I know the term, uh, thin vertical slices. I believe others call it elephant carpaccio. But the idea is that rather than taking a complete user story and saying, oh, well, I’m just going to complete that whole thing and then in five or six days. It will be done and we’ll be able to test it. You actually do it in little tiny pieces where you might do it as much as first a link appears on the page and then that link takes you to a blank page. And then that blank page has a bit of nothing text show up, a lorem ipsum quote. And then you add a bit of data from the database of what you actually want to show on there one, one field at a time. And the thing is, is each one of these. Each one of these steps is visible, not just to you. But to your whole team.

And so you’ll, you’ll be sending through sometimes a feature that isn’t complete. And that’s that’s right. And in fact, that’s, that’s desired. If you’re, if you’re aiming for iterations. And this, this one particularly was on my mind because I asked a team that I’m working with. I said, yes, please work on that.

And they said, but but it’s blocked on this other work. And I said, well, what happens if you work on an it. And it’s blocked. They said, well, we won’t be able to finish the whole thing.

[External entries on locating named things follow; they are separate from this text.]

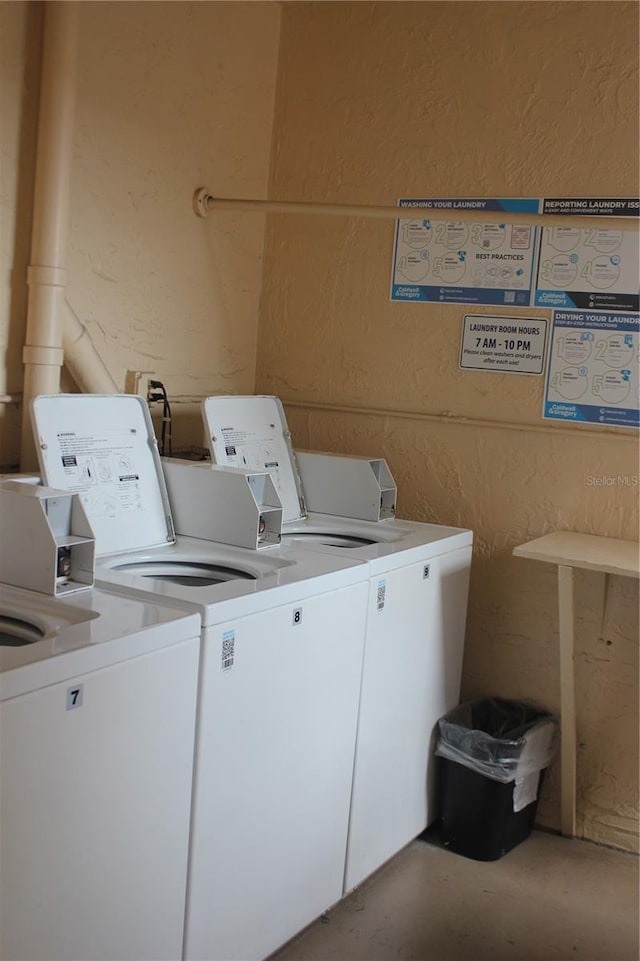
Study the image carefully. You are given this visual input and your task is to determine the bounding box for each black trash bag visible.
[436,697,558,811]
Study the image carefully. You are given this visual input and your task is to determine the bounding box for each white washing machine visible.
[33,395,368,961]
[0,576,200,961]
[203,396,473,893]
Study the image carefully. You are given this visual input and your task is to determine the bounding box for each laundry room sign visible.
[460,314,547,374]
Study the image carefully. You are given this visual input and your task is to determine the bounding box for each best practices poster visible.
[391,197,640,312]
[543,310,640,428]
[391,197,540,307]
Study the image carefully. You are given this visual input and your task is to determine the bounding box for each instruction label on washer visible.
[50,430,144,517]
[543,310,640,428]
[391,197,540,307]
[535,197,640,311]
[460,314,547,374]
[220,631,236,671]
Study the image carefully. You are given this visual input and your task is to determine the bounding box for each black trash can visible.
[436,698,558,861]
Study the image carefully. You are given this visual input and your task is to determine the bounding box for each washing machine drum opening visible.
[0,614,44,647]
[283,531,378,548]
[113,561,257,587]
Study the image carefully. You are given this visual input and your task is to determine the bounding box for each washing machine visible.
[33,395,368,961]
[203,396,473,894]
[0,572,200,961]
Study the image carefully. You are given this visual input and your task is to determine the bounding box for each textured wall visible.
[0,2,280,463]
[0,0,41,469]
[256,2,638,848]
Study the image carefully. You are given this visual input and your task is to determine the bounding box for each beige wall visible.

And I said, well, could you fake out, could you mock out, could you just return dummy data? Until that other work is complete. And they said, yeah, but that’s not good practice.

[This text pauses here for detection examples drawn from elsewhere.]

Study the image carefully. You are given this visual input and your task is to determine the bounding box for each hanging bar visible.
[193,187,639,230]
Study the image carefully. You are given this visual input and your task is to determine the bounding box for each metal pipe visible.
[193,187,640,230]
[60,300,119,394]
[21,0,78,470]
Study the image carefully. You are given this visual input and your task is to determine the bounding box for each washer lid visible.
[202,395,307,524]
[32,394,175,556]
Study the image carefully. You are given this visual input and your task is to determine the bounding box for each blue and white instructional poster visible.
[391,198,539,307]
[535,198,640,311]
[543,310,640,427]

I would disagree. I think it’s. It is good practice because it, it lets us get that feedback. It lets us iterate long before this other piece that may be as much more complicated is complete. And in fact, if we sliced up our work differently, that that much more complicated piece that we’re blocked on would come through in multiple iterations a little bit here, a little bit there as we build it up. And each one of those passes, not only do we get to revisit all the stack, all the bit of code that’s being written. And fix up the design as we go, as we, as we come back and we learn like, oh yeah, I tried that way of connecting these components together it wasn’t all that nice. I’m going to try this way. Oh, that’s much nicer. Okay, cool. But it also lets us show that to the product managers, to the business and say, here’s what each part of this looks like. Did we have it right? And bugs might come back and we might be able to say, oh no, that that’s, that’s just not finished yet.

That was our next pass. Uh, look at the next build and there it is. Or you might find out. Oh, they didn’t want it to work in that way. They wanted it to work in this other way. Now, we’ve just learned that after maybe two hours. Rather than, uh, six days.

And so we have these multiple cycles of iteration. That are so important in us making progress.

But I think one of the reasons why we don’t do it all that often is it feels like going back and reworking something is wasteful. Or putting out something that’s knowingly half complete is unprofessional.

And I think that’s what we need to get over.

That we’re not looking for the highest utilization of our team. We’re looking for the highest effectiveness of our team. And effectiveness in reaching that outcome.

And to do that.

We need a lot of chances to get it right. So, how do we make more chances to get it right?

And that’s where I think we’re all leave you. How do you get more chances with your teams to get it right?